Die meisten Menschen haben Formaldehyd als Schadstoff nicht mehr im Blick, weil sie annehmen, dass es kaum noch in Baumaterialien vorhanden ist. Das jedoch ist ein Trugschluss. Zwar gibt es viele Bauprodukte und Möbel aus heimischer Fertigung, die tatsächlich im Gegensatz zu früher weniger Formaldehyd enthalten beziehungsweise im Laborversuch weniger ausgasen.
Unter den heute üblichen Wohnbedingungen allerdings, mit im Winter oft hohen Raumlufttemperaturen und Luftfeuchtewerten, wird aus den verbauten Materialien und Möbeln doch wieder in erhöhtem Maße dieser Schadstoff emittiert und wirkt sich in den heutigen dichten Häusern noch viel stärker aus. Viele moderne Holzwerkstoffe (Spanplatten, mitteldichte Faserplatten und OSB-Platten) werden mit Klebern auf Basis von Melamin, Harnstoff und Formaldehyd hergestellt. Bei der Herstellung der Leime wird Formaldehyd mit Harnstoff versetzt, wobei Wasser entsteht, das abtrocknet. Dieser Prozess ist umkehrbar, so dass das Kunstharz wahrend der Nutzungszeit durch die Einwirkung von Luftfeuchtigkeit wieder in Harnstoff und Formaldehyd gespalten wird und Formaldehyd aus dem Holzwerkstoff ausgast. Auch Materialien aus Glaswolle und Steinwolle zum Dämmen von Wärme oder Schall enthalten bis zu 7% Formaldehyd als Zusatzstoff. Bauschäume, Farben, Glasfaservliese und Zusatzstoffe in Beton und Estrichen enthalten ebenfalls relevante Mengen an Formaldehyd. Zudem gibt es für die vor Ort, also auf der Baustelle und in der Wohnung, hergestellten oder verarbeiteten Materialien in der Regel keine Emissionsgrenzwerte. Solche Werte gibt es allenfalls für Spanplatten, wobei die Emissionen meist unter eher unrealistischen Laborbedingungen gemessen werden. Auf Grund der in der Praxis oft umfangreichen Nutzung dieser Bauprodukte oder Möbel kommt es dann nicht selten zu erhöhten und belastenden Formaldehydwerten in der Raumluft.

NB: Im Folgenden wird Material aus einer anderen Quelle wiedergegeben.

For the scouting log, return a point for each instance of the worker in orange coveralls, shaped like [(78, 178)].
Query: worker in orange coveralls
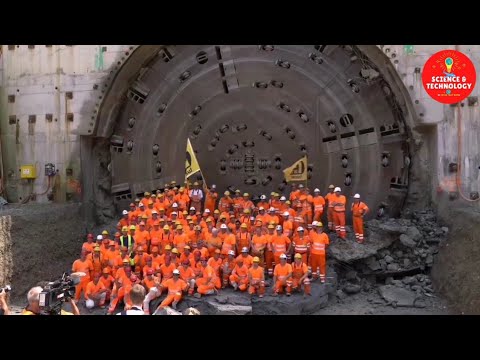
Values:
[(359, 209)]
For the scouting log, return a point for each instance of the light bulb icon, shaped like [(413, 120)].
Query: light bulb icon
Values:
[(449, 64)]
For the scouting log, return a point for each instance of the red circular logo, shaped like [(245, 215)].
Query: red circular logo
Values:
[(449, 76)]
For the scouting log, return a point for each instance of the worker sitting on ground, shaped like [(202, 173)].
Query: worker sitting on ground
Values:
[(256, 278), (175, 287), (95, 293), (239, 277), (300, 275), (281, 274)]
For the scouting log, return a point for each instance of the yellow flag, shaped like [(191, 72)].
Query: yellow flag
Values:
[(297, 172), (191, 163)]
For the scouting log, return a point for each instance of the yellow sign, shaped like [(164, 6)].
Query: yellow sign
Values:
[(297, 172), (191, 163)]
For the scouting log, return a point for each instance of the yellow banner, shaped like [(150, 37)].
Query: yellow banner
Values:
[(191, 163), (297, 172)]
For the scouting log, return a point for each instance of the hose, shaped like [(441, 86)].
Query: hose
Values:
[(459, 154)]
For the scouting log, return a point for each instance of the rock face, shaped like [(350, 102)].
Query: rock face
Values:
[(397, 296), (230, 302)]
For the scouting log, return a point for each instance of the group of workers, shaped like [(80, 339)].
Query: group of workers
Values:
[(181, 241)]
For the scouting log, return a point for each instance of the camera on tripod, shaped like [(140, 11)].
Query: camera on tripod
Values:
[(6, 288), (55, 293)]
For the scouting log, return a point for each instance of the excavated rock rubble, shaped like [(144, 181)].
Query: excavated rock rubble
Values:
[(393, 265)]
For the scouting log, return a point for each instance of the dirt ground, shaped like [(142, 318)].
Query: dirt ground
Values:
[(39, 242), (457, 273), (45, 240)]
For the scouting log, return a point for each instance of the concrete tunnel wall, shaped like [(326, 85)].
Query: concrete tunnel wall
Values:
[(51, 97)]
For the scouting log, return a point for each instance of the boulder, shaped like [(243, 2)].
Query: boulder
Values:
[(413, 233), (228, 309), (399, 296), (407, 241)]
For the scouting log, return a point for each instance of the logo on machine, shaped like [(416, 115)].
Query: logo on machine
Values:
[(449, 76)]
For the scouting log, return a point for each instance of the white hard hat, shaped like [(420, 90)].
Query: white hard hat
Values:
[(89, 304)]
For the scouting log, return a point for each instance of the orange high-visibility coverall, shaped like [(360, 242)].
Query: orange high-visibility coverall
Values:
[(297, 273), (279, 246), (318, 204), (282, 273), (239, 277), (210, 200), (269, 259), (247, 260), (257, 280), (329, 198), (206, 284), (188, 275), (259, 243), (86, 267), (318, 254), (175, 289), (216, 265), (243, 239), (358, 210), (301, 246), (92, 292), (167, 271), (229, 264), (339, 215), (229, 243)]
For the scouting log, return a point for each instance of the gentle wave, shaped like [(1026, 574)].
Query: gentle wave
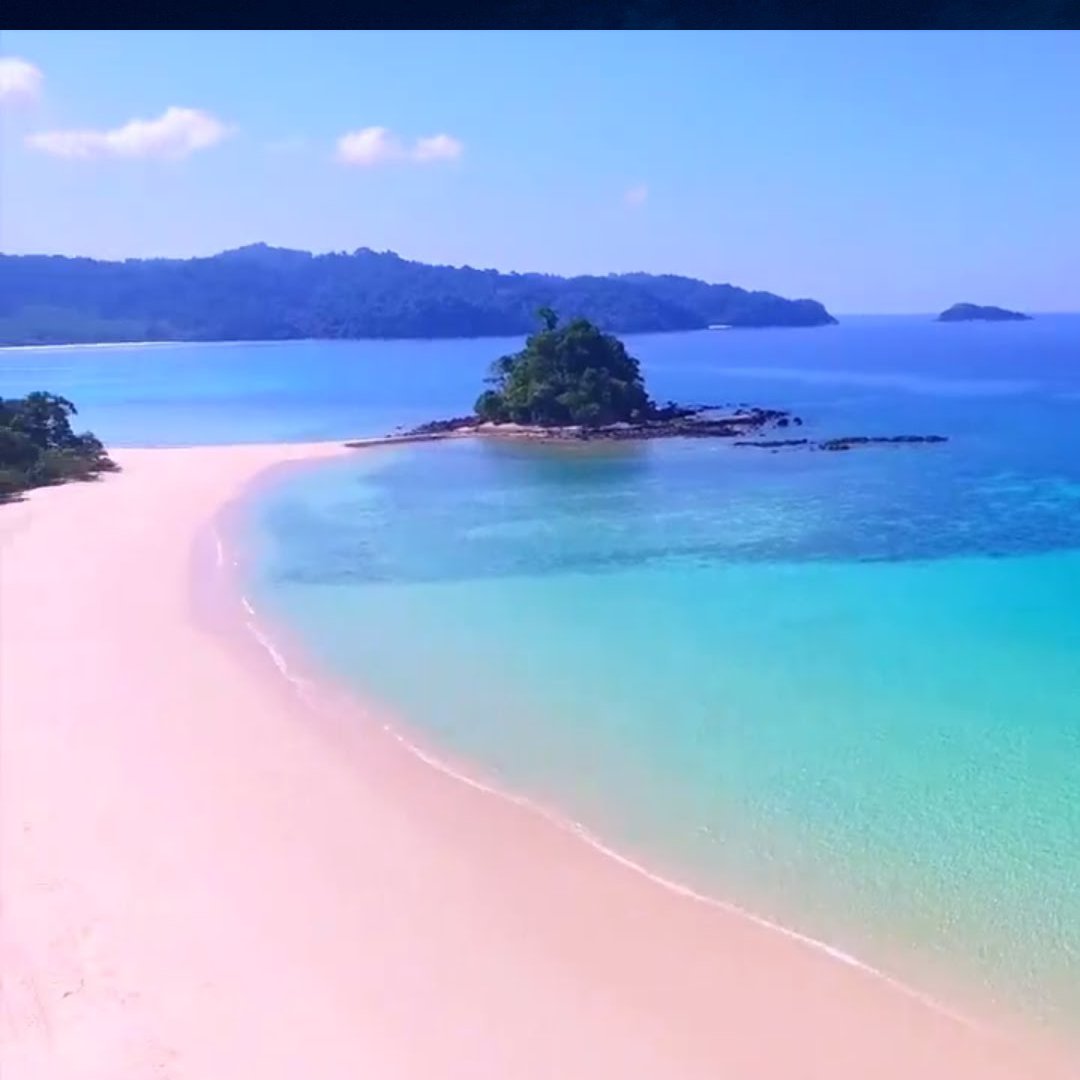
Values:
[(302, 688)]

Der Baubiologe Thomas Jockel aus Detmold gibt Auskunft: »Seit April 2015 hat die EU Formaldehyd rechtsverbindlich als wahrscheinlich Krebs erregend beim Menschen eingestuft und hat sich damit der Meinung der WHO angeschlossen. Die WHO empfiehlt deswegen einen Richtwert in der Atemluft von höchstens 100 μg/m3 (Mikrogramm Formaldehyd pro Kubikmeter Luft).
Das Bundesinstitut für Risikobewertung (BfR) hingegen betrachtet Raumluftwerte noch bis 124 μg/m3 als unbedenklich. Darüber steigt die Krebs auslösende Wirkung mit der Höhe der Konzentration. Die Gesundheitsgefahr ist somit umso größer, je mehr und je länger sich das gefährliche Gas in der Atemluft befindet!“ Für das Bauwesen ist für Gebäude bei einer Zertifizierung nach der Deutschen Gesellschaft Nachhaltiges Bauen (DGNB) ein Formaldehyd-Grenzwert von 120 μg/m3 definiert, bei dessen Überschreitung keine Zertifizierung möglich ist. Ein Zielwert von 60 μg/m3 sei anzustreben.
Jockel dazu: »Die wenigsten Bauherren lassen jedoch ihr Haus zertifizieren und unter Ökoaspekten wäre selbst das zu hoch: Die Arbeitsgemeinschaft ökologischer Forschungsinstitute e. V. (AGÖF) empfiehlt als Orientierungswert lediglich höchstens 30 μg/m3. Nur damit kann man auch langfristig sicher sein.“
Da moderne Wohnungen zum einen sehr dicht gebaut seien und zudem aus Energiespargründen nur wenig gelüftet würde, so könne sich das Gas in der Raumluft stark anreichern. Durch hohe Luftfeuchtewerte ab etwa 60 % relativer Feuchte komme es zudem in den verbauten Materialien der Gebäude zu chemischen Reaktionen, die Formaldehyd erzeugen. In Räumen mit gelochten Akustikdecken sei das Risiko besonders groß, weil durch die Lochung eine große Oberfläche vorhanden sei, die gegenüber einer ungelochten Flache oft mehr als die dreifache Abgabemenge an die Raumluft erzeuge.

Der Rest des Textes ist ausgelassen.